Avant de rédiger l'ardoise
- Pesez ou comptez le surplus et divisez par votre propre taille de portion — c'est le nombre réel d'assiettes, pas « un tas de ce truc-là ».
- Calculez le coût de la portion (surplus plus tout le reste de l'assiette) et mettez-le en regard de votre prix d'ardoise. Au-dessus de 32 % ? Le prix a probablement été fixé au feeling, pas au calcul.
Pendant qu'elle est sur l'ardoise
- Écrivez au moins une phrase qui décrit vraiment le plat — pas seulement le nom de l'ingrédient principal. Cette seule différence, c'est exactement le sujet du chiffre Cornell ci-dessus.
- Intégrez la suggestion dans le briefing avant service, pour que chaque serveur puisse la vendre aussi bien que le cuisinier qui l'a imaginée.
Si elle ne s'écoule pas à temps
- Ayez une seconde vie prête pour ce qui reste — congélation, transformation en fond ou en sauce, ou repas du personnel — pour que l'horloge de péremption ne vous prenne pas au dépourvu à chaque fois.

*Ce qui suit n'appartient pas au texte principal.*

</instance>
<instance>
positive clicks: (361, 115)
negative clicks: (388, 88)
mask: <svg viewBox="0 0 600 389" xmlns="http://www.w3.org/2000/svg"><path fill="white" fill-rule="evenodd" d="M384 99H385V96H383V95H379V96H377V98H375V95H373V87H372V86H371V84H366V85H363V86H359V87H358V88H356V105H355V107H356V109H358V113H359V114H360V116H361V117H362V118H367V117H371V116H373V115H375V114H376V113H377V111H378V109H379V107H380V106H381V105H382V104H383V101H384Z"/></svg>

- Notez combien de soirées une suggestion a réellement mis pour s'écouler. Après quelques essais, vous saurez quelle part de vos couverts est réaliste, au lieu de deviner à chaque fois.
Le chiffre qui compte
Une suggestion qui « se vend bien » ne dit rien sur si elle a réellement rempli sa mission. Le surplus qu'elle devait écouler a sa propre horloge, et cette horloge continue de tourner, indépendamment de la performance de l'ardoise ce soir.

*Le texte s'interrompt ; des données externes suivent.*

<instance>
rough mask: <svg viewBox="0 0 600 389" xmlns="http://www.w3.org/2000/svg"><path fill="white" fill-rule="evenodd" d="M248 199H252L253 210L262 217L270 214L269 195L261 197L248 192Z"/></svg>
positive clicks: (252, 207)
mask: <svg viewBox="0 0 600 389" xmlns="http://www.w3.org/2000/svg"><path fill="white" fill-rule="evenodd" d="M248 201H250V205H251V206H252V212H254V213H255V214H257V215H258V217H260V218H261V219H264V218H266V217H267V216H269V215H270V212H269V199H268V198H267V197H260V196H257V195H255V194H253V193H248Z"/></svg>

La différence entre une suggestion qui fonctionne vraiment et une qui en donne seulement l'impression ne se trouve rarement dans le plat lui-même. Elle se trouve dans deux calculs que la plupart des cuisines ne font jamais : combien d'assiettes le surplus représente réellement, et si la demande de ce soir l'écoule à temps à un prix qui couvre réellement le coût.
Passez votre propre ardoise au crible avec le calculateur ci-dessus, rédigez une description qui vend vraiment le plat, et donnez à ce qui ne se vend pas une seconde vie planifiée plutôt qu'une surprise — à chaque fois.